For $V,W\in \Vect_k$, note that $\Vect_k(V,W)$ is naturally also a $k$-vector space, the vector space of linear maps from $V$ to $W$.
Then we have adjunctions: $$ \Vect_k(U\otimes V,W)\simeq \Vect_k(U,\Vect_k(V,W)) $$ and $$ \Set(X\times Y,Z)\simeq \Set(X,\Set(Y,Z)). $$
Then $$ \begin{align} \Vect_k(F(X\times Y),W) &\simeq \Set(X\times Y, UW)\\ &\simeq \Set(X,\Set(Y,UW)\\ &\simeq \Set(X,U\Vect_k(FY,W))\\ &\simeq \Vect_k(FX,\Vect_k(FY,W))\\ &\simeq \Vect_k(FX\otimes FY,W). \end{align} $$ Thus by Yoneda lemma, we have a natural isomorphism $F(X\times Y)\simeq FX\otimes FY$.
So what's going on?
Well, in this particularly nice example, we have two closed monoidal categories each enriched over themselves, and a natural functor $U:\Vect_k \to \Set$, so that we get a very nice adjunction, where $U\Vect_k(FX,V)\simeq \Set(X,UV)$.

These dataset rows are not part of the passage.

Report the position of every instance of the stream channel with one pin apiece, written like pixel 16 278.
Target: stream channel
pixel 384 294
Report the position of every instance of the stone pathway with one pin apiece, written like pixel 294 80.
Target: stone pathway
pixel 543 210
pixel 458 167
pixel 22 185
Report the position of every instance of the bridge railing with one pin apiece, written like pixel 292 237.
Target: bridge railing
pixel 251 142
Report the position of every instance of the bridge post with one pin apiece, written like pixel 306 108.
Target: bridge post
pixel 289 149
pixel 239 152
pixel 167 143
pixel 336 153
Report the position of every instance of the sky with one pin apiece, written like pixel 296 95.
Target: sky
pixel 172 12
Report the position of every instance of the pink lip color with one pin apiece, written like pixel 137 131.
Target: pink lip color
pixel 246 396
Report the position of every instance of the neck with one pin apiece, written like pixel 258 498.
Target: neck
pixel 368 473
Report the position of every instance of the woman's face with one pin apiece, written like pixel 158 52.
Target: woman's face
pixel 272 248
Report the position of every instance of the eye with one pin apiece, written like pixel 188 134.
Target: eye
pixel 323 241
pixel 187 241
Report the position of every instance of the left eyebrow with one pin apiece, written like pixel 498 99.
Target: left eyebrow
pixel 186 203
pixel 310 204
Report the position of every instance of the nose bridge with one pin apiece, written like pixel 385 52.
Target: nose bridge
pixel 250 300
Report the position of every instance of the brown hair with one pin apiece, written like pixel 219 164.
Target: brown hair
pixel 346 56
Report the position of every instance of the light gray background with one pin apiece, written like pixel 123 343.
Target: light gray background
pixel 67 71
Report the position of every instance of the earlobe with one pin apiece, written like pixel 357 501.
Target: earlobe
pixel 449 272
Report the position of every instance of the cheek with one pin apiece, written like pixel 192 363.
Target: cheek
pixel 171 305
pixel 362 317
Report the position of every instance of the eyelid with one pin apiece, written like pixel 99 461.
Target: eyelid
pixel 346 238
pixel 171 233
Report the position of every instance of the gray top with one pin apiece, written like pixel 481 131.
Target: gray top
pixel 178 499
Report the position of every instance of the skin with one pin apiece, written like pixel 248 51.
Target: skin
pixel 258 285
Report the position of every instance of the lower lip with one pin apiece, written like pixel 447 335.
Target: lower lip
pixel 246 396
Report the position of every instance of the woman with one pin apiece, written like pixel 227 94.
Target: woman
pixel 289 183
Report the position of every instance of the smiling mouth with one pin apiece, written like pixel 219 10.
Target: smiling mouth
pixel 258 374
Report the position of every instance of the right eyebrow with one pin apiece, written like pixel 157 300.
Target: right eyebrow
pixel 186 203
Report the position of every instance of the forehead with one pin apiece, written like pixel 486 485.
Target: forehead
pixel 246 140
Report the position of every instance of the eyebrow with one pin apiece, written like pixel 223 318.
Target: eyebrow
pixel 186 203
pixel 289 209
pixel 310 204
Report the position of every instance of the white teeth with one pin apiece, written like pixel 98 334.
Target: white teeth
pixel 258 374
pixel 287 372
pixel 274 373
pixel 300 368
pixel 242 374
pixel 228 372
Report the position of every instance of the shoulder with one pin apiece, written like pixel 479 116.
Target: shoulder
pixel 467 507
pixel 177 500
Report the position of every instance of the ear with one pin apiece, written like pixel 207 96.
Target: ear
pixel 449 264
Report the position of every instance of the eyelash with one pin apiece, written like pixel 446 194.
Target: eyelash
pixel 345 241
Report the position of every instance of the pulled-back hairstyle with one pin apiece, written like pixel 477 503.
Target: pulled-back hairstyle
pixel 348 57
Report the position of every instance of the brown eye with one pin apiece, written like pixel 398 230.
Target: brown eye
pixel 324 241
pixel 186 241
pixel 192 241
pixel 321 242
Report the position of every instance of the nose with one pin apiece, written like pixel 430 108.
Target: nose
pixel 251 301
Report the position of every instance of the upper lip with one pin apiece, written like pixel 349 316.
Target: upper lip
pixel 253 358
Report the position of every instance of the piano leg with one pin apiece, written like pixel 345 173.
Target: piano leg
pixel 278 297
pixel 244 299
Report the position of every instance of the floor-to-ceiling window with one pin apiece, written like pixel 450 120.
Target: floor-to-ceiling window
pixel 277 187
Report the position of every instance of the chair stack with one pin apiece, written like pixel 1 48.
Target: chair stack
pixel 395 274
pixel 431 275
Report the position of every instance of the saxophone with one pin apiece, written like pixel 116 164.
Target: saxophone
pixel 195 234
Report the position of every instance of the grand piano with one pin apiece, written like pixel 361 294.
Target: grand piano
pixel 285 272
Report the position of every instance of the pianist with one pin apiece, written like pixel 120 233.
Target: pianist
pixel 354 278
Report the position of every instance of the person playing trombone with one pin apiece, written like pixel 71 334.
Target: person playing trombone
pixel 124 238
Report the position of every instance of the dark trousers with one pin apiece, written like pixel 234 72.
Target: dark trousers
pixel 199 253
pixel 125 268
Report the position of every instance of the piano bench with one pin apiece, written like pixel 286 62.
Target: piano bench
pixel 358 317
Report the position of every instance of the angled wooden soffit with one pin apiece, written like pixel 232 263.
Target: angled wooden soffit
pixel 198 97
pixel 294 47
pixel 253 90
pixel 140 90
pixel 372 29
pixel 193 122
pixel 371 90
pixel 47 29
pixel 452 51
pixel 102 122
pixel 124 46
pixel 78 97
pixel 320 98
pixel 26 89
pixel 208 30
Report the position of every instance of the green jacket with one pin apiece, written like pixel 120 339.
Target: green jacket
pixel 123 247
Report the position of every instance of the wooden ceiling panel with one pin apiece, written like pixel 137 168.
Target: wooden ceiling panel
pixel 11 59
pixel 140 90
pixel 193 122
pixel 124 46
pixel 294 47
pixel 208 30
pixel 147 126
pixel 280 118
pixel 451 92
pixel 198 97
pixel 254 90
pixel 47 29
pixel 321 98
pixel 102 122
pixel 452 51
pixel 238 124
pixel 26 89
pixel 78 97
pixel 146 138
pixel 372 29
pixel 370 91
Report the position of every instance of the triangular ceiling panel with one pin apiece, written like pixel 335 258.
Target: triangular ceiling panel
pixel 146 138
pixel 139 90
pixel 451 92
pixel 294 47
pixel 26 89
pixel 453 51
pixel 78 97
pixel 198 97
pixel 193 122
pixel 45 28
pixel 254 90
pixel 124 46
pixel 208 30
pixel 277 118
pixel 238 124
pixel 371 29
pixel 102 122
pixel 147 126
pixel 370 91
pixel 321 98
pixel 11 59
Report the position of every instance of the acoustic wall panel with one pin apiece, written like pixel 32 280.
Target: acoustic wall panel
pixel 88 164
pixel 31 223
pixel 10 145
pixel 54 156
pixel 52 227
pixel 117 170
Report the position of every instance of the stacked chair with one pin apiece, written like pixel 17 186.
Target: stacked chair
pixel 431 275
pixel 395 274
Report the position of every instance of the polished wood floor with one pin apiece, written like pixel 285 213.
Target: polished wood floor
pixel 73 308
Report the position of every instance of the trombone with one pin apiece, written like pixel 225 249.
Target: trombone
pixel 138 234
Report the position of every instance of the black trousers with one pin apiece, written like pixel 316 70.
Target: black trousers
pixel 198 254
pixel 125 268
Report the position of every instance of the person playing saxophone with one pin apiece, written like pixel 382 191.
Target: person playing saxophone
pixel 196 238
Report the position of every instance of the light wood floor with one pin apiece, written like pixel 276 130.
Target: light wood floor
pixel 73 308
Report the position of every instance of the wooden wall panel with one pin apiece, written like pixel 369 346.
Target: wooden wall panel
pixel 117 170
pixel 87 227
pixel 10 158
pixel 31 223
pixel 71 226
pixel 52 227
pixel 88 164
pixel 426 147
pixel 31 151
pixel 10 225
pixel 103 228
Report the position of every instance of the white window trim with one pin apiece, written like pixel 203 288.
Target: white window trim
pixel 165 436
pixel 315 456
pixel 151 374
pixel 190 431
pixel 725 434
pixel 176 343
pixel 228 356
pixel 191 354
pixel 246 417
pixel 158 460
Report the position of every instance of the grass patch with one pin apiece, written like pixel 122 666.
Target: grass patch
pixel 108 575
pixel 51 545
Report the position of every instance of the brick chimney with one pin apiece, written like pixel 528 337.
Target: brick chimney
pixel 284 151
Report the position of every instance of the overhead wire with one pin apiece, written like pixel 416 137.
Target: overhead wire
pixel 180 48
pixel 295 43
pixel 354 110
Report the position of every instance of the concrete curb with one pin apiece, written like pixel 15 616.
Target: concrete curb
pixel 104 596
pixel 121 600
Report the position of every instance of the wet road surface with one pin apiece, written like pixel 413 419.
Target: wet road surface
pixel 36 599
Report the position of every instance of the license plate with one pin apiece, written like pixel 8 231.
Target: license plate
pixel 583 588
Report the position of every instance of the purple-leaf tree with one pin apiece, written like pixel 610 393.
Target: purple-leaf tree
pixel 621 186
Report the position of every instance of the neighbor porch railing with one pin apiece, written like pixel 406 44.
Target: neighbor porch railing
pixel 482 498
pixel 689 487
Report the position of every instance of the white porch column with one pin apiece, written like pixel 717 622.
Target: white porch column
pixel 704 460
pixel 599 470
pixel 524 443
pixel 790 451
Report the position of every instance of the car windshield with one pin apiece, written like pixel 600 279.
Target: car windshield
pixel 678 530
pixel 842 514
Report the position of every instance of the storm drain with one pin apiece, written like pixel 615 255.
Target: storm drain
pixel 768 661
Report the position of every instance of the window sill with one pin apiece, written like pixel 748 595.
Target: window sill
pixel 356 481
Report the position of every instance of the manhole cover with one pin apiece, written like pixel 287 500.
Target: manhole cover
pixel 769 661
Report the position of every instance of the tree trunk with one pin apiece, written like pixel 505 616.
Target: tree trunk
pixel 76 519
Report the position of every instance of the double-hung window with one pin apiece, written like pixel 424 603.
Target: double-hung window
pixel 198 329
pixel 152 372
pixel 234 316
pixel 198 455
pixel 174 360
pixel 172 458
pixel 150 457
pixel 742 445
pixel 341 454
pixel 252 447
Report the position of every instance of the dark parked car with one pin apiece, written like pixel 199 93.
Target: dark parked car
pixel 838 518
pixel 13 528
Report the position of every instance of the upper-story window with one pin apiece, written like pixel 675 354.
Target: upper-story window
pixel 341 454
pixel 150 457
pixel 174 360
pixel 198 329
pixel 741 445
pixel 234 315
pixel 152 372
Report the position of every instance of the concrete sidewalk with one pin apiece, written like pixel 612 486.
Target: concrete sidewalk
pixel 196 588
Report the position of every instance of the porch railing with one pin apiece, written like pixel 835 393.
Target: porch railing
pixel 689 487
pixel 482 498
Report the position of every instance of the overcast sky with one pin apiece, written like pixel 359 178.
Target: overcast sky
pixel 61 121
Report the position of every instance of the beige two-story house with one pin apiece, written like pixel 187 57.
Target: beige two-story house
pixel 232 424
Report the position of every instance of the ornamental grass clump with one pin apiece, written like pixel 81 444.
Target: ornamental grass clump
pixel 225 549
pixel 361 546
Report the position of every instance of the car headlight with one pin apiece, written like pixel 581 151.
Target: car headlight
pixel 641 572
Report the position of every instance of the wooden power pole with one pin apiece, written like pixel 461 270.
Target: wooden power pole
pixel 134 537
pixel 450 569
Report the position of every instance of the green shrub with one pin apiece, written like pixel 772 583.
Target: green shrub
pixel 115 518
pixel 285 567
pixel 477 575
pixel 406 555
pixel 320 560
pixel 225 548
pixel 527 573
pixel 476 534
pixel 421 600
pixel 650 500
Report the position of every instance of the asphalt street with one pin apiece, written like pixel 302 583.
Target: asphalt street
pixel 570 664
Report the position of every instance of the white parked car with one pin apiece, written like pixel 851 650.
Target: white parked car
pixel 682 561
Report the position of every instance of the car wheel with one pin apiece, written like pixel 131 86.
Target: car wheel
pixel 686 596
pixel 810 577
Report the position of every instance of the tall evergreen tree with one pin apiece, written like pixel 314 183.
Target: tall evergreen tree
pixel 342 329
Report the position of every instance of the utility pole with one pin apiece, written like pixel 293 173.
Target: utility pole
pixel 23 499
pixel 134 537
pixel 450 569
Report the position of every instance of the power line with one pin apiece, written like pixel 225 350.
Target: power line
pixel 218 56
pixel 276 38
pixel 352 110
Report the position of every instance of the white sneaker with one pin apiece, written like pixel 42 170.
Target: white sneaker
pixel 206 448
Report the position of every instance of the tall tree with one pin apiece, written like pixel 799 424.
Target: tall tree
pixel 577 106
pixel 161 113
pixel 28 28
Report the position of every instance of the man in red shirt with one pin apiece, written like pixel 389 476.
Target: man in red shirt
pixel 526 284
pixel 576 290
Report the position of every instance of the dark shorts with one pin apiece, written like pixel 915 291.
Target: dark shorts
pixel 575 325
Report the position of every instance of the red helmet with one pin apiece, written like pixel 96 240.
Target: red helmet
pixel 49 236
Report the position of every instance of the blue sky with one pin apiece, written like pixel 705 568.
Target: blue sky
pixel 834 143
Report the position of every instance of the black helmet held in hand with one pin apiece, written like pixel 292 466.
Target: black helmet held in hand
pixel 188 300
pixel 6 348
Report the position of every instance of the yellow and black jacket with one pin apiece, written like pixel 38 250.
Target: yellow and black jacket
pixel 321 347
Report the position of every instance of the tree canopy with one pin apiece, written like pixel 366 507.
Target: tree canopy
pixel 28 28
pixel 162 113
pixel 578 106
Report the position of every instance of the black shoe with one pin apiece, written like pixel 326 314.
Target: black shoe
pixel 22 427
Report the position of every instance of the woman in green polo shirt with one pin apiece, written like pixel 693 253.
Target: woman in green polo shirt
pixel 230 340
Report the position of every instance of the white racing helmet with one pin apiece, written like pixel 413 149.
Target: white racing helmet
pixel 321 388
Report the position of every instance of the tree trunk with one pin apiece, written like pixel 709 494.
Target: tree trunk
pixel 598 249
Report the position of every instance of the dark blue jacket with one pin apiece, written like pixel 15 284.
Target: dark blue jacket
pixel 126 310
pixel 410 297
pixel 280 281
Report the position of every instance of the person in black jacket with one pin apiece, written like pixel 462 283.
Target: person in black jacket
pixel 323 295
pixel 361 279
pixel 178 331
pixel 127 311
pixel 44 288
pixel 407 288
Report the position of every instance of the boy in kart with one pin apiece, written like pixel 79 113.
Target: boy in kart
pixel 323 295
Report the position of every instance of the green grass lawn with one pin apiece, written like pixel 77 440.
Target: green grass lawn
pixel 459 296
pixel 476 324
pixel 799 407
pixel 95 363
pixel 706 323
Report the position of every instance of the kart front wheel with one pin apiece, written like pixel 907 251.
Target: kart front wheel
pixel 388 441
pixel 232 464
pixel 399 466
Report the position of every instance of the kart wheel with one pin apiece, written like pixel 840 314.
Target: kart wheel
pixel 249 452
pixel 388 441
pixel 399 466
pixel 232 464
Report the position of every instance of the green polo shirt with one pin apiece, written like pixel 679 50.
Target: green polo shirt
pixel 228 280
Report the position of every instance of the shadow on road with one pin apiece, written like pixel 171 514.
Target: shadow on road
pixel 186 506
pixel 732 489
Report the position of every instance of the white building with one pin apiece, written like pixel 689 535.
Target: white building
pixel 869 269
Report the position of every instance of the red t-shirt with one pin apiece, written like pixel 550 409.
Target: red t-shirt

However we can connect to more general results. $U$ is naturally a lax monoidal functor since the tensor product is defined by a bilinear map $UV\times UW\to U(V\otimes W)$. And left adjoints of lax monoidal functors are apparently strong monoidal functors.
Returning to your functor
Let $D:\Vect_k\to \Vect_k $ be the dualization functor, $DV=\Vect_k(V,k)$. Your functor is naturally the composite $DF$ restricted to finite sets, since $$DF(X) = \Vect_k(FX,k) = \Set(X,Uk).$$
Now $$D(V\otimes W) \simeq \Vect_k(V\otimes W,k) \simeq \Vect_k(V,\Vect_k(W,k)), $$ and if $V$ is finite dimensional, this last is naturally isomorphic to $\Vect_k(V,k)\otimes \Vect_k(W,k)=DV\otimes DW$.
Then since $F$ preserves the tensor product, and $D(V\otimes W) \simeq DV\otimes DW$ for finite dimensional vector spaces, we get the result you've observed.